New components include:
- Python scripting
- Measured Optical Sensor
- BER Test Multiple
- Electrical Complex conjugate
- Optical Complex Conjugate
- Electrical Eye Viewer
- Adding a tab to the dual port visualizers to enable viewing signals in separate screens (top-bottom) of the display window.
- Adding new parameters to the views of the Optical Time Domain Visualizer, Oscilloscope Visualizer, and Electrical Constellation Visualizer components to allow users to set plot style and point style.
- Adding a new function to the Electrical Downsampler component to specify the “Sampling position”.
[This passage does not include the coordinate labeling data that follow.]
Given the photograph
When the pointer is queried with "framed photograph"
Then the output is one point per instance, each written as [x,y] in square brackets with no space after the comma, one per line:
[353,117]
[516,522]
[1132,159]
- Adding geometric loss and gain calculations to the Free Space Optics components.
- Adding Lambertian order and optical lens concentration factor to the Diffused Channel component.
- Adding a new parameter to the Digital Filter component to allow loading of filter coefficients automatically.
- Enabling resizing of all OptiSystem components to allow for easier connections between them.
- Adding a warning message that pops-up when the user loads a file with an incorrect path.
- Enabling resizing of “Component properties” and “Global parameters” windows.
New library components and enhancements
OptiSystem 15.0 supports Python scripting (similar to VBscripting). Users can set parameters, launch simulations and retrieve results from OptiSystem via Python scripting language (see OptiSystem_Component_Library.pdf). There are many tutorial examples in “OptiSystem_Tutorial_python.pdf” which describe, in detail, the Python component. These examples include:
- Basic Manipulation of a Binary Signal
- Basic Manipulation of an M-ary Signal
- Basic Manipulation of an Electrical Signal
- Basic Manipulation of an Optical Signal
The user can load any of these examples in order to get familiar with Python component scripting.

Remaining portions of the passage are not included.